Martha Nussbaum was born Martha Craven on May 6, 1947, in New York City, New York, United States to the family of a Philadelphia lawyer George Craven and an interior designer and homemaker Betty Warren. She has an older half-brother, Robert, from her father’s first marriage, and a younger sister, Gail.
When Nussbaum was six months old, the family moved when her father, a tax and estates attorney, became a partner in a prominent Philadelphia law firm. Nussbaum's father was a major influence on her. In a recent interview with philosopher Andrea Scarantino, published in the Emotion Researcher, Nussbaum recalled that from her father she learned that discipline, hard work, and pleasure all ran together.
George Craven also taught his daughter the pleasure of being well dressed but never stuffy, while her mother, also influential on Martha’s life and outlook, taught her the value of emotions and to respect all people, regardless of class.
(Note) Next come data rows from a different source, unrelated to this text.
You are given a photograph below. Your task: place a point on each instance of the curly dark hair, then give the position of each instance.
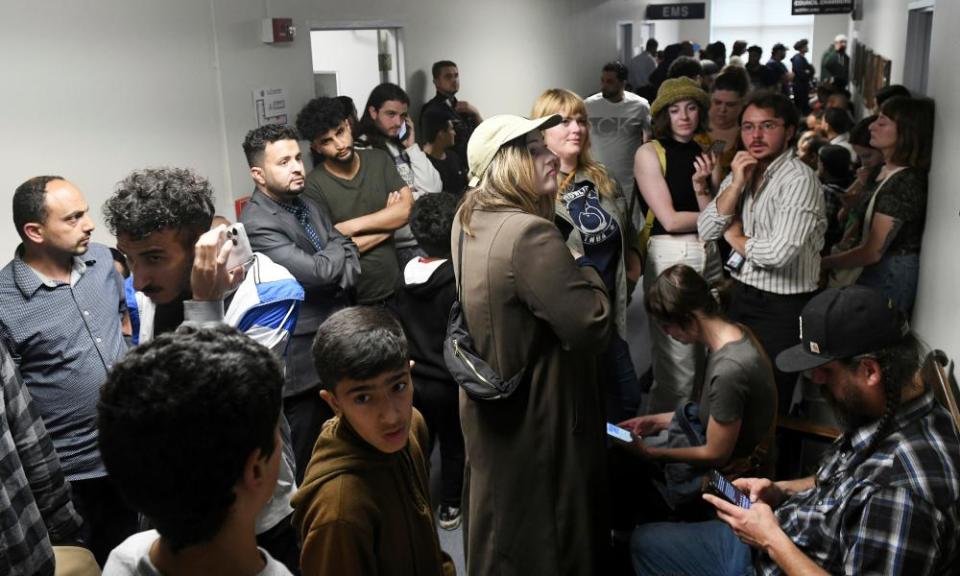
(319, 116)
(360, 343)
(431, 220)
(179, 417)
(380, 95)
(258, 138)
(156, 199)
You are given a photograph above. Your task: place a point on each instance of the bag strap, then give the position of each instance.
(460, 267)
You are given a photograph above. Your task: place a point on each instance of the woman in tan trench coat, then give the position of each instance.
(534, 482)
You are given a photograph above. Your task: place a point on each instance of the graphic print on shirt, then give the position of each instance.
(594, 223)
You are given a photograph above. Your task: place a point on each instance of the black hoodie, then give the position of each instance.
(423, 305)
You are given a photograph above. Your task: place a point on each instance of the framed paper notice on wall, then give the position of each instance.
(270, 106)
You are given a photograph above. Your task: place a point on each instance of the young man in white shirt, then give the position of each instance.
(619, 124)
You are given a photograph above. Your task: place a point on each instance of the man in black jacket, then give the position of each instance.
(465, 116)
(297, 233)
(423, 305)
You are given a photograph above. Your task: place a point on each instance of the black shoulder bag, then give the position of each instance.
(471, 372)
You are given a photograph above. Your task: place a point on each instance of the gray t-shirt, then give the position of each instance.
(132, 558)
(364, 194)
(739, 385)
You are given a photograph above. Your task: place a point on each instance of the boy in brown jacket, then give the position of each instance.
(364, 504)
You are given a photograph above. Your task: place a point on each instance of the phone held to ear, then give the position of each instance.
(241, 253)
(717, 147)
(715, 482)
(619, 433)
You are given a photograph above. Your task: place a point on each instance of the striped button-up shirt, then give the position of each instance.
(895, 511)
(35, 507)
(784, 221)
(64, 338)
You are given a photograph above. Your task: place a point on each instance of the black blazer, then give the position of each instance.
(328, 276)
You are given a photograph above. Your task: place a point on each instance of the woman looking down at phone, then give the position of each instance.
(673, 175)
(591, 213)
(737, 404)
(535, 460)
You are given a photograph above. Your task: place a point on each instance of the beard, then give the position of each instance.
(281, 191)
(849, 409)
(343, 162)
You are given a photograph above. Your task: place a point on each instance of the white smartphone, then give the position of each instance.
(718, 484)
(241, 253)
(619, 433)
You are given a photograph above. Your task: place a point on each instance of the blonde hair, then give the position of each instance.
(510, 182)
(558, 101)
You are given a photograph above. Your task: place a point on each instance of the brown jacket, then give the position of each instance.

Martha Nussbaum has, on various occasions, spoken candidly about her parents, including her father’s bigotry (born and raised in Macon, Georgia, before the Civil rights era, he would not attend her wedding to Alan Nussbaum, a Jew) and her mother’s drinking (she later entered AA and helped others embrace sobriety). These factors shaped her life and her thinking, just as her father’s encouragement and her mother’s unconditional love did.